The key limitation of endoscopic surgery via the chest is the difficulty in lymph node dissection at levels I and V; this is a key controversy related to endoscopic LND. Actually, the probability of metastasis and recurrence of thyroid cancer at level I and V is relatively low [11]. According to the diagnosis and treatment standard of thyroid cancer [23], the minimum range of LND includes level IIA, III, and IV. Therefore, we considered that lymph node dissection at level II, III, and IV can meet the treatment requirements in a proportion of patients. Endoscopic surgery is not recommended for thyroid cancer patients with lymph node metastasis at level I or V. We also underline the need for ultrasound and enhanced CT for preoperative evaluation of the metastatic involvement of lymph nodes.

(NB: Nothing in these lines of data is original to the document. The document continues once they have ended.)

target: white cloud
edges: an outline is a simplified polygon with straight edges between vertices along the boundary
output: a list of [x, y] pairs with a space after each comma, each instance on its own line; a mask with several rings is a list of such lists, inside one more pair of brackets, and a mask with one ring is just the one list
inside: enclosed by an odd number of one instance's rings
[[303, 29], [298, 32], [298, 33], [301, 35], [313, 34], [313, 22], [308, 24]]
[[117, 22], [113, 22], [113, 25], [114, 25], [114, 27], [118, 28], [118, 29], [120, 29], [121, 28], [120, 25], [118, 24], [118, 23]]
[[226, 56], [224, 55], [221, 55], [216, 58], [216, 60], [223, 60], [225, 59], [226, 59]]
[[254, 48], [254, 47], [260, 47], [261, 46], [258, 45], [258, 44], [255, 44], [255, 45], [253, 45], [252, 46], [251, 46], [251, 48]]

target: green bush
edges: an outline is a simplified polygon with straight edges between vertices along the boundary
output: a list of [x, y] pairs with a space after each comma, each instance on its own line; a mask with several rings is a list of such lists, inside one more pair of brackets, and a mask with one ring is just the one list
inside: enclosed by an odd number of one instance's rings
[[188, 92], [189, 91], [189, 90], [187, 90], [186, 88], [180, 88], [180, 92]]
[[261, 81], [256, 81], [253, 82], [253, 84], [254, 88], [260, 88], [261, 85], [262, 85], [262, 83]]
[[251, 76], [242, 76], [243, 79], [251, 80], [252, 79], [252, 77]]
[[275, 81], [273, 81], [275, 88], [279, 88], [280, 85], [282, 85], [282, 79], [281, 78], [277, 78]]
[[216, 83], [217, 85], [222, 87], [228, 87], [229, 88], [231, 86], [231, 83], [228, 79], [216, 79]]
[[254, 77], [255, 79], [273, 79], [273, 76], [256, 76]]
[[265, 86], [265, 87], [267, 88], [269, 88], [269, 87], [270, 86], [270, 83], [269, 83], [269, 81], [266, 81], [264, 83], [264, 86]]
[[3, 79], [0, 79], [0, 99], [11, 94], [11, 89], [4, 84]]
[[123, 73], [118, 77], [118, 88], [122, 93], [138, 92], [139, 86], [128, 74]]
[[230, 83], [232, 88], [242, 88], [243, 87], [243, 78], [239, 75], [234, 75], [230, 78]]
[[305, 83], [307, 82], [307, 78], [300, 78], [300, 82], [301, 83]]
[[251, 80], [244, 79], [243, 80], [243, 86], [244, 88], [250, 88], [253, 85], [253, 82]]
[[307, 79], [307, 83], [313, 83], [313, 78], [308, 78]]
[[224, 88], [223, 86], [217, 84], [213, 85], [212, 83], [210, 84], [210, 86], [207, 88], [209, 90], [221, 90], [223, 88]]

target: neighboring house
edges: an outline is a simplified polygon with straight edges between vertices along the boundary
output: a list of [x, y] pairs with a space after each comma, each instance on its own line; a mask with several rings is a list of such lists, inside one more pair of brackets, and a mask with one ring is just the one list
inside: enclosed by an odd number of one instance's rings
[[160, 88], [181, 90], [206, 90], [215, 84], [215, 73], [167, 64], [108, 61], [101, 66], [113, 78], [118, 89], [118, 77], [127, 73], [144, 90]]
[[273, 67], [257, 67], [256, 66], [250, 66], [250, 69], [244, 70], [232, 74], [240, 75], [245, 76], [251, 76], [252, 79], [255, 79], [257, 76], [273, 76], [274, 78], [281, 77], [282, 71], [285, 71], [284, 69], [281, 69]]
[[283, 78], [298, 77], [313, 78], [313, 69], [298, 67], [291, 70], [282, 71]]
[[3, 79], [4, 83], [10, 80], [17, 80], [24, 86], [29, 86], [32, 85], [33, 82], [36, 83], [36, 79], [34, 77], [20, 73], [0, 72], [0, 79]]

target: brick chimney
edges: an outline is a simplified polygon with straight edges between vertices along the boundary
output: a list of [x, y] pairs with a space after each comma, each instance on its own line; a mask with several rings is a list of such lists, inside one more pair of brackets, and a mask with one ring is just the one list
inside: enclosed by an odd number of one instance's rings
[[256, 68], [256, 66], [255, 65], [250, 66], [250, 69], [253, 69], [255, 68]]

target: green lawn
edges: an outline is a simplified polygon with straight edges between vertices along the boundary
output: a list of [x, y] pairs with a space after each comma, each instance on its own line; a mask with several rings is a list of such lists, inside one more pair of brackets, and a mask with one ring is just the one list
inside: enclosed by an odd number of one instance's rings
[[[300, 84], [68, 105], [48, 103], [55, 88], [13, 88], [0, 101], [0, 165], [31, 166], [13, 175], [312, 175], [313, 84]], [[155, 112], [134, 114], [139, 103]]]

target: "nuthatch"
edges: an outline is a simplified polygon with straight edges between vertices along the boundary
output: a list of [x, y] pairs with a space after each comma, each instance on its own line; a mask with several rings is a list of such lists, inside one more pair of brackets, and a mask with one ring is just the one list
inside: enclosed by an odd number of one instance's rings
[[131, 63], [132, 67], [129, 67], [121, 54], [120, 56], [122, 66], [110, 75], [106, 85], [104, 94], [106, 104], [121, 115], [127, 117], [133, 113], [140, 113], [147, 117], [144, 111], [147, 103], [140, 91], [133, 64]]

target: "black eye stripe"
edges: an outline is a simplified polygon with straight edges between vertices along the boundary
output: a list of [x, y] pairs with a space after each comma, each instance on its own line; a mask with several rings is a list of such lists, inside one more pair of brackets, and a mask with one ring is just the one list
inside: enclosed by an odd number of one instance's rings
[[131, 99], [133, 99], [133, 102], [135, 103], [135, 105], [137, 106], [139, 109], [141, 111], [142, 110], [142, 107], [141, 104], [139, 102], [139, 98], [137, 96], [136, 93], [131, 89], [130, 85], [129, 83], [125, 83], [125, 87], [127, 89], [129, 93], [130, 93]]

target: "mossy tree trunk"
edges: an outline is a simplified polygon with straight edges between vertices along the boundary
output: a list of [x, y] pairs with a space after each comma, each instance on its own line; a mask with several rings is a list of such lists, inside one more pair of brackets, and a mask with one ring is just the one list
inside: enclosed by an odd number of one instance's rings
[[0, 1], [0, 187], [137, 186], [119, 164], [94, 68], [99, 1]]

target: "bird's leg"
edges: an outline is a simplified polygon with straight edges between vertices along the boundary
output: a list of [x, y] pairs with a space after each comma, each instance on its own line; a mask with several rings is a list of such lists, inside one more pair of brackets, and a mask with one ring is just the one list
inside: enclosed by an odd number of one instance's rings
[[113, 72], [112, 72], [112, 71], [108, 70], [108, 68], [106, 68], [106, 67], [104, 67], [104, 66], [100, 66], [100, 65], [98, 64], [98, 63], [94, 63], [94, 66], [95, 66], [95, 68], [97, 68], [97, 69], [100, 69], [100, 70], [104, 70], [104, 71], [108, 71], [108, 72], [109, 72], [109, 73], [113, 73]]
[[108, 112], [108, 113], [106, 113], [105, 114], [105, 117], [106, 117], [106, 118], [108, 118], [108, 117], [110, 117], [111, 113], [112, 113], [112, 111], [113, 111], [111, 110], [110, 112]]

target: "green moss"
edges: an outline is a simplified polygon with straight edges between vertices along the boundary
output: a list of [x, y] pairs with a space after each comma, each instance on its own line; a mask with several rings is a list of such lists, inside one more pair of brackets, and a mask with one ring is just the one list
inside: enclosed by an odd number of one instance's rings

In addition, we have some suggestions for endoscopic LND. Firstly, we believe that endoscopic LND should also be recommended to male patients. According to a previous Chinese study, poor chest wall elasticity and developed neck muscles increase the difficulty of endoscopic LND in male patients. However, we observed no significant differences in clinical outcomes between male and female patients. Secondly, injury of thick vessels can lead to massive bleeding and increase the risk of complications during hemostasis. Therefore, we should pay attention to the protection of facial vein and communicating branches of internal and external jugular veins. Thirdly, we emphasize the dissection of lymph nodes at carotid triangle, which is easy to be ignored. Fourthly, we suggest that level IIA and level IIb lymph node dissection should be carried out in turn after the dissection of lymph nodes at carotid triangle. This sequence is different from that in previous study [15]. We believe that our approach is more conducive to the identification and protection of the accessory nerve. Fifthly, we do not think that it is necessary to incise the omohyoid. Most of previous studies have suggested that the omohyoid should be incised to enlarge the space and facilitate the level III and IV lymph node dissection. We believe we can achieve the same clinical outcomes with the use of the retractors. Sixthly, injury to cervical plexus is liable to lead to the loss of cervical skin sensation after operation. We underline the need for meticulous care to prevent injury to the cervical plexus, especially during the dissection of lymph nodes between cervical plexus at level III. Finally, because of the surgical difficulty and complications, we suggest that endoscopic LND should be performed at centers with rich experience in ESTC. We had performed over 1200 ESTC procedures at our center before performing endoscopic selective LND. However, the mean operative time was 307.5 ± 74.4 min, which is much longer than that of open surgery [2, 15].

In summary, Qin’s seven steps for endoscopic selective LND via the chest approach in patients with differentiated thyroid cancer is a safe approach and achieves good cosmetic results. This technique may offer one more option especially for younger patients.